Türkiye koşullarında 21. yüzyılın ilk yıllarına dek, ondan önceki 150 yıl boyunca, sadece elit kesime ait olan bir başka istinat noktası daha vardı: Batı dünyası. Batı dünyasının temsil ettiği özgürlük, hukuk ve medeniyet normları. “Adamlar öyle yapmıyor, azizim!” Bu da Türkiye’de sayıları belki 50 binle 100 bin olan bir azınlık için sırtlarını dayayabilecekleri bir referans noktasıydı. Türkiye’de egemen ideoloji böyle böyle diyor, liselerde de böyle öğretiliyor, ama biz biliyoruz ki Sorbonne’da ve Oxford’da öyle anlatılmıyor! Demek ki biz, dünyadan, yani Batı egemen düşüncesinden haberdar olanlar, bizim okullarda öğretileni reddetme yetkisine sahibiz.

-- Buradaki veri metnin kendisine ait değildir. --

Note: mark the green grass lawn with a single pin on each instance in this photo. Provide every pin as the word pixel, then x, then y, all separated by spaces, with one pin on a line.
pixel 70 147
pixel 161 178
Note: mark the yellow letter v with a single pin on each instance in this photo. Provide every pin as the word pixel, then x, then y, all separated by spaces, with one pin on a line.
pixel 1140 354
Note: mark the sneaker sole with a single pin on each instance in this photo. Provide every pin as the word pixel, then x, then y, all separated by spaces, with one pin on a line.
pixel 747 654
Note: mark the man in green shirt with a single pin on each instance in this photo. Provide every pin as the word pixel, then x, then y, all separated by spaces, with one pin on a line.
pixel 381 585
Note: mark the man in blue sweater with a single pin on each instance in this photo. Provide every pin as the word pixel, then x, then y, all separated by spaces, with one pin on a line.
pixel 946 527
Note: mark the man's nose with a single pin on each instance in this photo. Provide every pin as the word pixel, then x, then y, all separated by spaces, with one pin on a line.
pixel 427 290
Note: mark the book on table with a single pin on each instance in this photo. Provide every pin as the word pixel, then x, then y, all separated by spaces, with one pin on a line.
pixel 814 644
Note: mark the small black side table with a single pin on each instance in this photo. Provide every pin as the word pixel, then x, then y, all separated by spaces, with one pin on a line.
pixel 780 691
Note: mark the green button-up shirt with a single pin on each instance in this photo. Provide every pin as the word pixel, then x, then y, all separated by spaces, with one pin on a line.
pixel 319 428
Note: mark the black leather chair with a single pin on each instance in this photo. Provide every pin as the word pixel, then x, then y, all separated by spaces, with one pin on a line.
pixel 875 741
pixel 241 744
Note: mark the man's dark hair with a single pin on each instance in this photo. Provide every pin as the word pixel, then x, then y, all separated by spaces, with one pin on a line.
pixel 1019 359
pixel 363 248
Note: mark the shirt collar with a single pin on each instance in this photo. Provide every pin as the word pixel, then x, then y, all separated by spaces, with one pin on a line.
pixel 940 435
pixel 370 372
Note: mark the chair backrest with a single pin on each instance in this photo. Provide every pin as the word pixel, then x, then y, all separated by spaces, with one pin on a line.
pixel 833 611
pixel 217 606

Batı da krize girdi şu anda. Orada da dayanabileceğin çok fazla şey kalmadı. Sana öğrettikleri, iki Mustafa üzerine kurulu, vatan, millet ve din üzerine kurulu eğitimin dışına çıkıp da dışarıdan bakmana izin verecek olan referans çerçevesi de kırılmış. Oradan da güç alamıyorsun. Peki, ne yapacak bu insanlar? Nasıl bir çıkış yolu bulacaklar? Ne bekliyorsunuz insanlardan?
Şunu söyleyeyim müsaadenizle. Kamu söyleminin alanı olmayan konularda, okullarda öğretilmeyen konularda, Türkiye halkı bayağı sağlıklı bir halktır. Resmi, politik, ideolojik ve dini konulara girmediğin sürece, mahalle düzeyinde, arkadaşlık düzeyinde, çay içme düzeyinde kaldığın sürece gayet aklı başında, gayet sağlıklı düşünebilen, sağduyudan uzaklaşmayan, temel insani değerlerden çok fazla uzaklaşmayan büyük bir halk kitlesi var ülkede. İnanın bana Amerika’dan daha fazla var bunlar. Buna karşılık yüksek kültürün konusu olan konular, kamu diliyle konuşabildiğin konular, ülke nasıl yönetilmeli, düşmanlarımız kim, kime savaş açmalıyız, tarihimizde neler oldu, büyük kahramanlarımız kimler, dinimiz bize ne öğretiyor — bu konularda sana okulda yedirdikleri bokla sınırlısın. Sana ana okulundan itibaren bok yedirmişler. Ne yapacaksın ki? Damarlarında bok dolaşıyor. Bundan dolayı insanları suçlayamazsın. Bundan dolayı ancak o boku üretip dayatanları suçlayabilirsin.
Bunu idrak ettiğiniz zaman, o zaman işe yarar bir şey konuşmuş olursunuz. Hem Türkiye’de demokratik zihniyet yokluğundan yakınıp hem de köyde kızlarımız okula gitti diye sevindirik olmak, yahut öğretmenler günü kutlamak gibi saçmalıklardan nefsinizi koruma imkanı bulursunuz.